My Twitter friends will know I was bought a beautiful Nikon SLR camera for my birthday. There is so much to learn, it will take me many, many months to take photographs that are anyway near right and then there will still be more to learn. As practice makes perfect, all these photos were taken using the new camera. Some of the plants you will notice have droplets of water on them; I watered the garden early this morning, because, at long last we are due for a decent spell of Summer weather and it is expected to be hot today. Yes, it’s Monday and I have not given up work, or retired (if only), but have taken a long weekend as a break and that is why I am managing to write this post during the day.
Where to begin in the garden?

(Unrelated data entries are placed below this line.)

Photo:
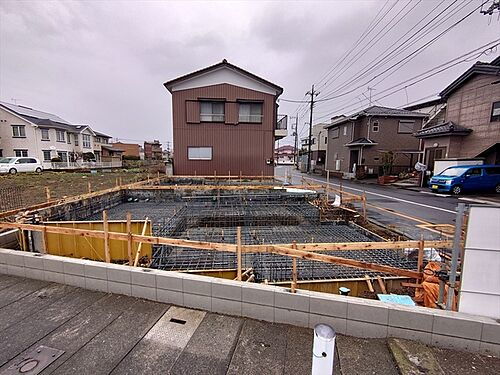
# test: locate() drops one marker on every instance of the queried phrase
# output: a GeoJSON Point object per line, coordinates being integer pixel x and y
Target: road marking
{"type": "Point", "coordinates": [436, 194]}
{"type": "Point", "coordinates": [385, 196]}
{"type": "Point", "coordinates": [475, 200]}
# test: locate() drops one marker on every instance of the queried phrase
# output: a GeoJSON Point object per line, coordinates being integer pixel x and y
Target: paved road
{"type": "Point", "coordinates": [414, 207]}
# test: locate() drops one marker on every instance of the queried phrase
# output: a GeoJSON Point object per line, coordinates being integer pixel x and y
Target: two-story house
{"type": "Point", "coordinates": [358, 144]}
{"type": "Point", "coordinates": [25, 131]}
{"type": "Point", "coordinates": [224, 121]}
{"type": "Point", "coordinates": [468, 125]}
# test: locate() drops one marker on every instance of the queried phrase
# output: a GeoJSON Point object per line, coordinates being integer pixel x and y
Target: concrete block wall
{"type": "Point", "coordinates": [347, 315]}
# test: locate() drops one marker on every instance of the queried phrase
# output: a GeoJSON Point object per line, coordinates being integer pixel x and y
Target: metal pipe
{"type": "Point", "coordinates": [457, 239]}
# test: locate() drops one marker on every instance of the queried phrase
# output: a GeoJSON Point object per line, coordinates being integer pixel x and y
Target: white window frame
{"type": "Point", "coordinates": [21, 153]}
{"type": "Point", "coordinates": [210, 116]}
{"type": "Point", "coordinates": [60, 136]}
{"type": "Point", "coordinates": [196, 153]}
{"type": "Point", "coordinates": [45, 131]}
{"type": "Point", "coordinates": [50, 155]}
{"type": "Point", "coordinates": [250, 118]}
{"type": "Point", "coordinates": [20, 133]}
{"type": "Point", "coordinates": [86, 141]}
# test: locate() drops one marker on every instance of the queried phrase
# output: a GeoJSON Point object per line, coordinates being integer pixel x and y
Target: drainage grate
{"type": "Point", "coordinates": [34, 362]}
{"type": "Point", "coordinates": [178, 321]}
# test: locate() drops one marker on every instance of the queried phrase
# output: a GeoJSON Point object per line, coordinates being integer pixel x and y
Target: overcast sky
{"type": "Point", "coordinates": [104, 63]}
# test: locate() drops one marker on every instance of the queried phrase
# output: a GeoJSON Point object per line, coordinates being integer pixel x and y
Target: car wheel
{"type": "Point", "coordinates": [457, 190]}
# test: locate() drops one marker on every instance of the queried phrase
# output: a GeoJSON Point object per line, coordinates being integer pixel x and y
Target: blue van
{"type": "Point", "coordinates": [467, 178]}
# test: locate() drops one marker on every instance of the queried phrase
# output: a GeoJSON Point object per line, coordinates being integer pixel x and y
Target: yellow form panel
{"type": "Point", "coordinates": [77, 246]}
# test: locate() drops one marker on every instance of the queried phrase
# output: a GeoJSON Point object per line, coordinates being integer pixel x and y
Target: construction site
{"type": "Point", "coordinates": [253, 229]}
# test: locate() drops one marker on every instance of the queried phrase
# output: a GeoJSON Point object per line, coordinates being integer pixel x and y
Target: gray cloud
{"type": "Point", "coordinates": [104, 63]}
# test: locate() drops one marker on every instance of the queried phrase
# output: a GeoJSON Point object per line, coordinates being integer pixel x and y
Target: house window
{"type": "Point", "coordinates": [250, 112]}
{"type": "Point", "coordinates": [495, 112]}
{"type": "Point", "coordinates": [21, 153]}
{"type": "Point", "coordinates": [86, 140]}
{"type": "Point", "coordinates": [406, 126]}
{"type": "Point", "coordinates": [45, 134]}
{"type": "Point", "coordinates": [18, 131]}
{"type": "Point", "coordinates": [63, 155]}
{"type": "Point", "coordinates": [212, 111]}
{"type": "Point", "coordinates": [200, 153]}
{"type": "Point", "coordinates": [60, 136]}
{"type": "Point", "coordinates": [46, 155]}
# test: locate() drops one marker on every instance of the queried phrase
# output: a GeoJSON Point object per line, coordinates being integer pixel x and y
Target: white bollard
{"type": "Point", "coordinates": [323, 350]}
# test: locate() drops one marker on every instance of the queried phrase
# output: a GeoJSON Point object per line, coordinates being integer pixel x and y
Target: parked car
{"type": "Point", "coordinates": [467, 178]}
{"type": "Point", "coordinates": [14, 164]}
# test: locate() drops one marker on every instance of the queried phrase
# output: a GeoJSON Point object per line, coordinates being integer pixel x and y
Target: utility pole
{"type": "Point", "coordinates": [313, 94]}
{"type": "Point", "coordinates": [296, 150]}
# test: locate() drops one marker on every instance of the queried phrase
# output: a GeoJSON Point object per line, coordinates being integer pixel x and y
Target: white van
{"type": "Point", "coordinates": [14, 164]}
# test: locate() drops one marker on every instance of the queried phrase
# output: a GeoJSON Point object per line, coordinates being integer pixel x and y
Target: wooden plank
{"type": "Point", "coordinates": [381, 285]}
{"type": "Point", "coordinates": [369, 283]}
{"type": "Point", "coordinates": [106, 236]}
{"type": "Point", "coordinates": [238, 252]}
{"type": "Point", "coordinates": [344, 261]}
{"type": "Point", "coordinates": [130, 244]}
{"type": "Point", "coordinates": [138, 253]}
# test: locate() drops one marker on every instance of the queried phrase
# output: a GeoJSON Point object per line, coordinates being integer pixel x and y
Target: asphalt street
{"type": "Point", "coordinates": [401, 209]}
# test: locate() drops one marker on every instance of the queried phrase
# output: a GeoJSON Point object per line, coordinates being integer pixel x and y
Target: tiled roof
{"type": "Point", "coordinates": [361, 142]}
{"type": "Point", "coordinates": [448, 128]}
{"type": "Point", "coordinates": [376, 110]}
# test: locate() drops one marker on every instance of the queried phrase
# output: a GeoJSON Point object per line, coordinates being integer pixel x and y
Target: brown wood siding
{"type": "Point", "coordinates": [238, 148]}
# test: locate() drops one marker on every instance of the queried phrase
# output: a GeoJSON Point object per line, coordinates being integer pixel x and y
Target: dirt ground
{"type": "Point", "coordinates": [25, 189]}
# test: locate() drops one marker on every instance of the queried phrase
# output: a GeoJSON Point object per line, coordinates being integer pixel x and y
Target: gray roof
{"type": "Point", "coordinates": [376, 110]}
{"type": "Point", "coordinates": [45, 119]}
{"type": "Point", "coordinates": [361, 142]}
{"type": "Point", "coordinates": [448, 128]}
{"type": "Point", "coordinates": [33, 113]}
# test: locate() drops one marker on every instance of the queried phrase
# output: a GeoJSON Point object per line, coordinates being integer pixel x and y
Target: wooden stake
{"type": "Point", "coordinates": [129, 241]}
{"type": "Point", "coordinates": [369, 283]}
{"type": "Point", "coordinates": [106, 236]}
{"type": "Point", "coordinates": [294, 270]}
{"type": "Point", "coordinates": [381, 285]}
{"type": "Point", "coordinates": [138, 253]}
{"type": "Point", "coordinates": [238, 251]}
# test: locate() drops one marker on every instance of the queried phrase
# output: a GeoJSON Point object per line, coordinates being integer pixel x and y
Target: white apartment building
{"type": "Point", "coordinates": [28, 132]}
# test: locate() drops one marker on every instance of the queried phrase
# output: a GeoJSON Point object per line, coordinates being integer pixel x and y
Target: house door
{"type": "Point", "coordinates": [353, 159]}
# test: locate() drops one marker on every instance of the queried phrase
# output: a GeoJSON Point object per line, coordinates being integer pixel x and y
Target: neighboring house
{"type": "Point", "coordinates": [469, 127]}
{"type": "Point", "coordinates": [359, 144]}
{"type": "Point", "coordinates": [224, 121]}
{"type": "Point", "coordinates": [28, 132]}
{"type": "Point", "coordinates": [132, 150]}
{"type": "Point", "coordinates": [319, 139]}
{"type": "Point", "coordinates": [285, 154]}
{"type": "Point", "coordinates": [153, 151]}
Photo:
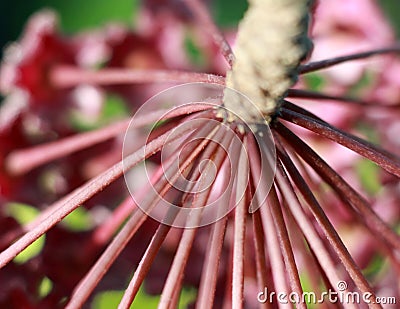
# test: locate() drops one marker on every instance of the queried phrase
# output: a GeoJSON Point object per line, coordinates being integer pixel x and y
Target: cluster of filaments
{"type": "Point", "coordinates": [287, 221]}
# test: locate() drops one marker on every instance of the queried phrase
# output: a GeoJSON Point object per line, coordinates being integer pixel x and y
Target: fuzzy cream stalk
{"type": "Point", "coordinates": [271, 42]}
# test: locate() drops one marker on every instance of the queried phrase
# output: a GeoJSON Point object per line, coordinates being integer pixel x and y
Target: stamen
{"type": "Point", "coordinates": [306, 94]}
{"type": "Point", "coordinates": [323, 64]}
{"type": "Point", "coordinates": [386, 160]}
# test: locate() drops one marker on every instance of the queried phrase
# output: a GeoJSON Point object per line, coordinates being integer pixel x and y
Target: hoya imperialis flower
{"type": "Point", "coordinates": [289, 235]}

The vegetables are doing well and the French Climbing Bean, Cobra, has served me (and my neighbours) well. It is still producing beans and flowering so I am hoping I will have a lot more.
I was very late with my tomatoes this year, and although I had planned to grow Gardeners Delight and Sungold, I have only grown Gardeners Delight. They are looking good and I have removed several of the lower leaves to allow the sun through to ripen them. None has ripen enough to eat, but there will be plenty when they are ready.
A neighbour gave me a yellow courgette plant and being honest I have to admit to not looking after it properly. I plonked it quickly in a pot with the intention of either moving it into a larger deeper pot, (last year I used Long Tom terracotta pots) or a Grow Bag. As is the way of things, it got forgotten and has not done too well. It is, however, still producing some courgettes but I am not sure how much longer.
After a warm and long dry Spring, the weather paid us back and we have had a lot of rain and it actually became quite chilly again for a while. This put paid to my chilli and pepper plants, they have been eaten down to the stalk by the snails and what was left never recovered as it has not been warm enough. Ah well, there is always next year.
One lovely surprise is the £1 stick bought from Poundland earlier in the year which is now producing raspberries. I didn’t think it would fruit until next year, so with a little bit of luck and the birds staying away, I should have a crop of raspberries soon.
In order to photograph the raspberries I had to lean past the Fennel, the flowers are just beginning to seed. I love the smell of fennel and must remember to collect the seeds.
The side garden/patio area is looking very colourful, with Montbretia, Fuchsias and Japanese Anemones all in flower.
When taking photos of the Japanese Anemones, I thought I should try my hand at the macro and exceedingly well timed a bumble bee turned up.
The other plants on the patio are my Olive tree, bought for me 10 years ago by my daughters as a 50th birthday present. This flowers and fruits every year but to date I have never had any olives large enough to pick. I have been told they would be very bitter anyway.
The £2.99 M&S Passion Flower, now in its 3rd year, continues to do an excellent job camouflaging the water butt by the kitchen door…
… and the Hibiscus at the bottom of the garden is flowering magnificently.
On a final note, the roses are still blooming and I found a grasshopper on one of them, who was most obliging and stayed motionless for me, while I clicked away!